The Pittsburgh school board voted 7-2 last night to bring in a Nashville company to open a school for disruptive students, hoping to address what Superintendent Mark Roosevelt has called the district's most pressing problem.
Community Education Partners, headed by former Tennessee GOP chairman Randle Richardson, will open the 432-student school next fall. Mr. Roosevelt proposed the six-year contract with CEP, saying disruptive students are a districtwide impediment to academic improvement.
Mr. Roosevelt did not attend last night's legislative meeting. He and his wife, Dorothy, are in Guatemala to adopt a 7-month-old girl.

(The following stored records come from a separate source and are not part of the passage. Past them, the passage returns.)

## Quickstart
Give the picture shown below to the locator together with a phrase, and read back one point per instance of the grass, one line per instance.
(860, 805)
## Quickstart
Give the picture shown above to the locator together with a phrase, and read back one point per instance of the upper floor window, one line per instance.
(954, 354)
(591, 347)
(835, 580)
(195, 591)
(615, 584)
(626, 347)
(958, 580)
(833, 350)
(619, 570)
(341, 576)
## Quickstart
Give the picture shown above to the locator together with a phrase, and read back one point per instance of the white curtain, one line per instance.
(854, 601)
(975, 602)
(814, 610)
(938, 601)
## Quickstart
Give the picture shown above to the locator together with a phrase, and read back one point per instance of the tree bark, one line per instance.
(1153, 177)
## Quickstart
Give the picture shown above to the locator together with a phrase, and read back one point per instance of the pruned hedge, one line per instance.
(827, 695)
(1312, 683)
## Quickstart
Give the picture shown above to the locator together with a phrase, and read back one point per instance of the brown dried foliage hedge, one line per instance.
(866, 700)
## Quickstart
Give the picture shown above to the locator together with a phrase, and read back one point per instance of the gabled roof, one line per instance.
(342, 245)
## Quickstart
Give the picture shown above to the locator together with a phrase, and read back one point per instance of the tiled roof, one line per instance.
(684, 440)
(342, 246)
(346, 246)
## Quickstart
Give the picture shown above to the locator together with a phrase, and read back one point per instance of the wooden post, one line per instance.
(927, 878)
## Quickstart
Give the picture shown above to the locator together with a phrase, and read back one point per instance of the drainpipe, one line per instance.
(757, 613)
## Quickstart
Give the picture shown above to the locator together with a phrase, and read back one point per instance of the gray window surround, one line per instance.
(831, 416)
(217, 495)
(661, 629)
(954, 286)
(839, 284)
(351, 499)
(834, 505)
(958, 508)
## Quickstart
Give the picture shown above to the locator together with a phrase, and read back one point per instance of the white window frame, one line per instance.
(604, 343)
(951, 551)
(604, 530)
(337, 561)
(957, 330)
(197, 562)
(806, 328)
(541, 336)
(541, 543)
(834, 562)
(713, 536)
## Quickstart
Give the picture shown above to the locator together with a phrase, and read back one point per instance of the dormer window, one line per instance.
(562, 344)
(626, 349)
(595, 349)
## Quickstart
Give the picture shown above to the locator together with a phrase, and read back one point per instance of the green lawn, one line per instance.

The district will pay CEP about $5.7 million a year to operate the school in the former Clayton Elementary building in Perry South. The district hopes to get a $2 million state grant each year to help cover the cost.
CEP will select a construction company and oversee about $3 million in renovations to the Clayton building. The district will reimburse the company for renovations, at 8 percent interest, over 15 years.
During CEP's six-year contract to operate the school, the district will pay $338,000 in renovation reimbursements annually. That figure is included in the $5.7 million annual contract cost.
Board members Mark Brentley Sr. and Jean Fink voted against the contract.
Among other concerns, Mr. Brentley said he opposed opening the school without soliciting the neighborhood's input and disapproved of giving the work to CEP without soliciting proposals from others in the alternative-education field. Mrs. Fink has expressed concern with CEP's performance in Dallas.
CEP, which operates schools in several states, has been criticized in some cities for poor performance or not providing enough data to let school officials assess the firm's effectiveness. Mr. Richardson has rejected those complaints.
Theresa Colaizzi and other school board members sharply questioned the proposed contract at last week's agenda review meeting. Ms. Colaizzi said negotiations with CEP in the past week had eased her concerns.
The district said its agreement with CEP is contingent on addressing collective bargaining concerns raised by the Pittsburgh Federation of Teachers. CEP staff members will not be district employees; they could, however, be members of the union.
CEP will operate the school for students in grades six through 12. The company's goal will be to educate students for about 180 days before returning them to their regular schools.
Also last night, the board voted to name a playground at Colfax Accelerated Learning Academy in Squirrel Hill after the late Mayor Bob O'Connor.
The $175,000 Bob O'Connor Community Playground will be built in the fall, said Meryl Neiman, who is overseeing the project for the Colfax parent and teacher group. She said the group so far has raised $100,000, including $30,000 from a weekend fund-raiser and commitments from the Grable Foundation and the Jewish Healthcare Foundation.
The school board rejected a proposed environmental charter school, saying it lacked an adequate curriculum and would offer little in the way of new programs. Residents and Imagine Schools had joined forces to propose the Environmental Charter School at Frick Park. The group said it would meet Wednesday to decide whether to appeal the school board's decision to the state Charter School Appeal Board.